In the PyBullet evaluation above, WoMAP (Orange bars) consistently dominates.

  • vs. VLM: The VLM often fails completely (success rates near 0.1-0.2 in hard tasks) because it hallucinates actions that are physically impossible or ineffective.
  • vs. Diffusion Policy (DP): The imitation learning baseline (Pink) struggles to generalize. It acts “habitually,” moving in directions it saw in training data even if that doesn’t make sense for the new scene layout.

The results hold true in the Gaussian Splat simulation environments as well:

Gaussan Splat evaluation tasks and results. Success rates (translucent bars) and effciency scores (solid bars) in active object localization across Gaussian Splat scenes and initialpose conditions: easy \\(\\mathrm { ( E ) }\\) ,medium (M),and hard (H).As in the PyBullet scenes,WoMAP outperforms all baseline methods via effective action grounding and optimization.

Sim-to-Real Transfer

Perhaps the most impressive result is the Zero-Shot Sim-to-Real Transfer. The model was trained entirely on data generated from Gaussian Splats. It was never trained on the physical robot hardware.

Yet, when deployed on the real TidyBot:

Table 1: Success rates \\(( \\% )\\) for zero-shot sim-to-real transfer for VLM and WoMAP.

WoMAP achieved a 63% success rate in random real-world scenes (“GS-Random”), compared to 0% for the VLM directly. The VLM failed in the real world largely because it kept suggesting actions that violated the robot’s joint limits or ignored physical constraints. WoMAP’s world model acted as a reality check, grounding those suggestions into feasible motions.

Generalization Capabilities

Finally, a robust robot must handle variations in lighting and phrasing. The researchers tested WoMAP under extreme lighting conditions (red light, blue light) and background changes.
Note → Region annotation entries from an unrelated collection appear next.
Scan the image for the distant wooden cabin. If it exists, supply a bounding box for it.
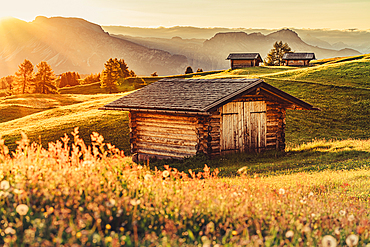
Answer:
[226,53,263,69]
[283,52,316,66]
[100,79,317,160]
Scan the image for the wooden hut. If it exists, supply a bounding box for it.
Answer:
[100,79,317,160]
[283,52,316,66]
[226,53,263,69]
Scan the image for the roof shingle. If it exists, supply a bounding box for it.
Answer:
[226,53,262,61]
[283,52,316,60]
[105,79,262,112]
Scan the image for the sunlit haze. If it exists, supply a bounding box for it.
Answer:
[0,0,370,30]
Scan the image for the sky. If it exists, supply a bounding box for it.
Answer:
[0,0,370,31]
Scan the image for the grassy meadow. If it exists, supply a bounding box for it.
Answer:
[0,56,370,246]
[0,130,370,246]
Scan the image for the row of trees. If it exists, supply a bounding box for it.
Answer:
[0,58,136,94]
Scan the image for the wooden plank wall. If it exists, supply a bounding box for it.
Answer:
[266,101,286,151]
[130,112,199,159]
[220,95,287,153]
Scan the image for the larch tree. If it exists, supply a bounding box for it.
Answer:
[100,58,123,93]
[35,61,57,94]
[265,41,292,66]
[185,66,193,74]
[14,59,34,94]
[59,72,81,88]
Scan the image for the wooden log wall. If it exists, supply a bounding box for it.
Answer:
[266,101,286,151]
[231,60,259,69]
[130,112,200,159]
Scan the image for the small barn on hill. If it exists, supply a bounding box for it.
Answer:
[226,53,263,69]
[283,52,316,66]
[100,79,316,160]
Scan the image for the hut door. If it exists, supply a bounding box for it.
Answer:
[244,101,266,152]
[221,102,245,153]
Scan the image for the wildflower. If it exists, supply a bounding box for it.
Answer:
[237,166,248,174]
[162,171,170,178]
[0,180,10,190]
[321,235,337,247]
[23,229,35,244]
[346,234,358,247]
[285,230,294,238]
[302,225,311,233]
[130,199,141,206]
[15,204,28,215]
[348,214,355,221]
[13,189,22,194]
[105,198,116,208]
[144,174,152,180]
[4,227,16,235]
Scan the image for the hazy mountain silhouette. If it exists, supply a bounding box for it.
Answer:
[0,17,367,77]
[0,17,188,76]
[102,26,370,53]
[116,29,360,70]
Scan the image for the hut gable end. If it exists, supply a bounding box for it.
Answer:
[100,79,317,160]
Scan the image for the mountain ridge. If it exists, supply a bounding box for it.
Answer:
[0,17,187,76]
[0,16,360,77]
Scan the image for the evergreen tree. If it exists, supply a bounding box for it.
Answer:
[35,61,57,94]
[266,41,291,66]
[100,58,123,93]
[13,59,33,94]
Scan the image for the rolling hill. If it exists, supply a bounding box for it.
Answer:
[0,55,370,156]
[114,29,360,70]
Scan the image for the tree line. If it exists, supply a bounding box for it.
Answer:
[0,58,136,94]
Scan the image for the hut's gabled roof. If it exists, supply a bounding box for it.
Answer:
[226,53,262,61]
[100,78,316,114]
[283,52,316,60]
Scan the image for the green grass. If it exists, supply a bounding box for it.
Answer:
[264,59,370,89]
[0,94,129,154]
[0,56,370,175]
[59,71,224,95]
[310,54,370,65]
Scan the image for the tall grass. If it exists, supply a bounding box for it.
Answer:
[0,129,370,246]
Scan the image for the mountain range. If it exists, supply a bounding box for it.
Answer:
[0,17,360,77]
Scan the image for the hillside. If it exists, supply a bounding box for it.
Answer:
[0,94,130,154]
[266,56,370,89]
[0,56,370,156]
[102,26,370,53]
[0,17,187,77]
[115,29,360,70]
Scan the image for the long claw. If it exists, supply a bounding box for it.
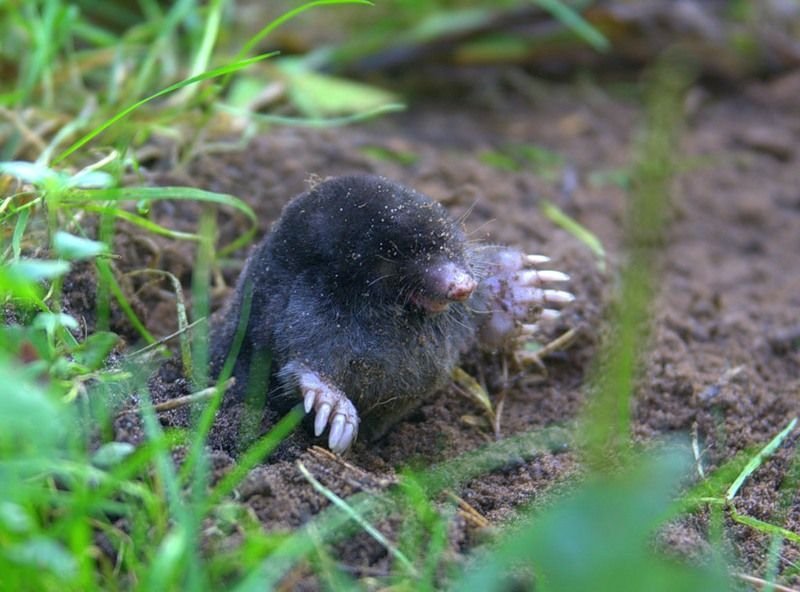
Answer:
[514,269,571,286]
[328,413,344,452]
[544,290,575,304]
[524,255,550,265]
[314,403,331,436]
[303,391,317,413]
[512,286,575,304]
[340,421,358,450]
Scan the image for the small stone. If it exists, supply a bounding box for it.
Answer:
[734,125,795,162]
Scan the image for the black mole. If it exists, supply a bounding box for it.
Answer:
[211,175,572,452]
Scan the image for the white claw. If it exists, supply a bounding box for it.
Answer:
[314,403,331,436]
[328,413,344,452]
[525,255,550,265]
[516,269,570,286]
[303,391,317,413]
[544,290,575,304]
[339,421,358,452]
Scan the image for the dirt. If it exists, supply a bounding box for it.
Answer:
[61,69,800,587]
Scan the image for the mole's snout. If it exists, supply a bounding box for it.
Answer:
[431,261,478,302]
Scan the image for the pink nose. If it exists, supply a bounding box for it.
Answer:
[443,263,478,302]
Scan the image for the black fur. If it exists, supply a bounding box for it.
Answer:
[211,176,490,438]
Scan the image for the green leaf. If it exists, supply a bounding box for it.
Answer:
[0,160,60,185]
[53,230,108,261]
[279,59,398,117]
[72,331,119,371]
[5,537,78,579]
[67,171,116,189]
[92,442,136,469]
[0,357,71,456]
[533,0,611,52]
[7,259,69,281]
[53,52,277,164]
Visual generalization setup: lighting and background conditions.

While performance dropped slightly (as expected), WoMAP maintained a 50% success rate even under drastically different lighting, demonstrating that the latent features learned by DINOv2 and the World Model are robust to visual noise.

Visual generalization results for various background and lighting conditions.
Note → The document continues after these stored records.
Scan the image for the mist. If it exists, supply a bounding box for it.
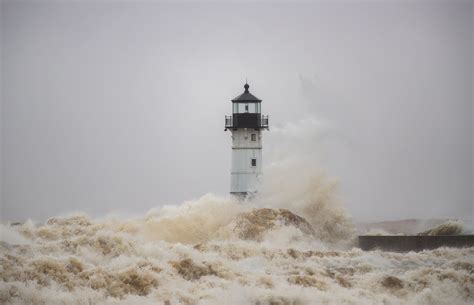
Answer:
[1,1,474,221]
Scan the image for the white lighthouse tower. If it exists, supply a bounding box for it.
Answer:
[225,83,268,199]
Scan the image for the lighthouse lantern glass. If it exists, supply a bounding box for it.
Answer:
[232,102,260,113]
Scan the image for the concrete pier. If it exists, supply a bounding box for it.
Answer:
[359,235,474,252]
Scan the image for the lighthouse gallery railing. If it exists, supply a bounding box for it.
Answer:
[225,115,268,128]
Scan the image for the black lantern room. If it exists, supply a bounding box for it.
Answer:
[225,83,268,130]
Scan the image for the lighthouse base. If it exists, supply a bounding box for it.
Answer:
[230,192,256,201]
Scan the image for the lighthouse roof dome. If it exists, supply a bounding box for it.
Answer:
[232,83,262,103]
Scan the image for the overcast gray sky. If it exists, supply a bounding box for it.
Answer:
[1,1,474,221]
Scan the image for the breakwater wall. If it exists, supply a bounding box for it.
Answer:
[359,235,474,252]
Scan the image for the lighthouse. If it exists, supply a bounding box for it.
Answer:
[225,83,268,199]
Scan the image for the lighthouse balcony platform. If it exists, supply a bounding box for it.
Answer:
[225,113,268,130]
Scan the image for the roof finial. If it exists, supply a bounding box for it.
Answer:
[244,78,250,92]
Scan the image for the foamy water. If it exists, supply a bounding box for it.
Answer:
[0,191,474,305]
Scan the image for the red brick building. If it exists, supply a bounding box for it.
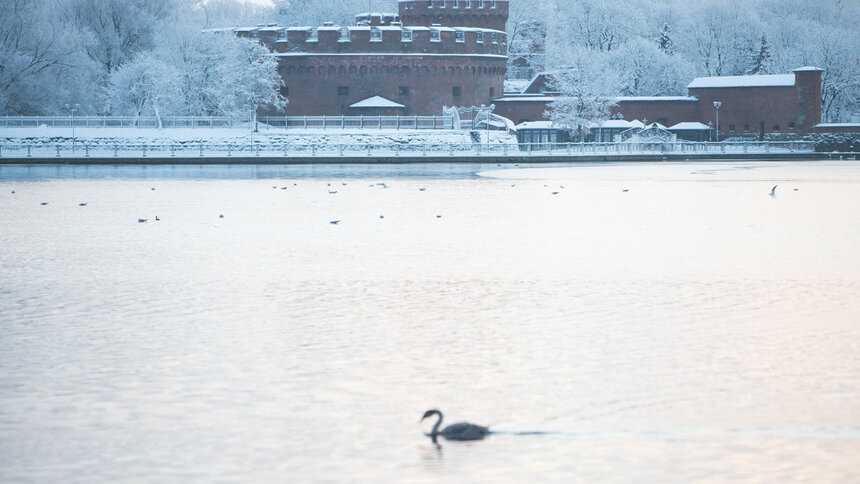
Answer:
[225,0,822,137]
[493,67,822,138]
[234,0,508,116]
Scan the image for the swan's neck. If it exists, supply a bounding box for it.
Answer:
[430,412,442,435]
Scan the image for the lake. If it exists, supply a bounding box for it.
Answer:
[0,161,860,483]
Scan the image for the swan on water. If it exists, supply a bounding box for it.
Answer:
[419,410,490,441]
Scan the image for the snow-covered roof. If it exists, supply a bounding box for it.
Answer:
[612,96,699,102]
[792,66,824,72]
[687,74,794,89]
[349,96,406,108]
[815,123,860,128]
[600,119,633,128]
[271,52,508,59]
[505,79,529,94]
[517,121,553,131]
[669,121,711,131]
[355,12,397,18]
[493,94,558,103]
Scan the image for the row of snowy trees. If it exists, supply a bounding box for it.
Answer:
[0,0,286,118]
[0,0,860,121]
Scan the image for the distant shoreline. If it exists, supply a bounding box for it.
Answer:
[0,152,836,165]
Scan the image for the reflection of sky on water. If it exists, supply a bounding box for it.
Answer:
[0,163,516,180]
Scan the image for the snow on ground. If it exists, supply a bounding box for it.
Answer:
[0,125,516,145]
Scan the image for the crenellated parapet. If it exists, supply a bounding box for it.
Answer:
[235,24,507,56]
[398,0,508,30]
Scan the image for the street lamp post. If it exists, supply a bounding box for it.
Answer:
[714,101,723,142]
[66,104,81,153]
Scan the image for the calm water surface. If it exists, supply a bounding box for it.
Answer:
[0,162,860,483]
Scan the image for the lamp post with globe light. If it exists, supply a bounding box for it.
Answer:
[66,104,81,153]
[714,101,723,141]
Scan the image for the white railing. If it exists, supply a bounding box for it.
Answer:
[0,116,251,128]
[0,116,454,130]
[257,116,454,130]
[0,141,813,161]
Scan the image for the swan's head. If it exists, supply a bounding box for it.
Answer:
[420,410,442,422]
It also generalized semantically. If trained to find a “banana,” it could still succeed if asked to find a “sweet thing” or “tropical food,” thanks to the language embeddings used in the reward predictor.

Generalization plots for unseen queries and objects in the same category: (left) banana, (center) scissors,(right) mug.We see a positive correlation in semantic similarity (cosine distance) of the objects/queries with the most similar object present in our training objects,and the efficiency score suggesting the model’s performance.

Conclusion

WoMAP represents a significant step forward in robotic active perception. By stepping away from the need for expensive human demonstrations and unstable image reconstruction objectives, it offers a scalable “recipe” for teaching robots to see.

The key takeaways are:

  1. Simulation is data: Gaussian Splatting allows us to turn brief videos into infinite training playgrounds.
  2. Don’t reconstruct, distill: Predicting rewards (from foundation models) is more efficient than reconstructing pixels.
  3. Trust, but verify: VLMs have great common sense but poor physical sense. World Models bridge this gap by grounding language proposals in physical reality.

As robots move from structured factories into our messy, unpredictable homes, architectures like WoMAP—which combine semantic reasoning with physical foresight—will be essential for their success.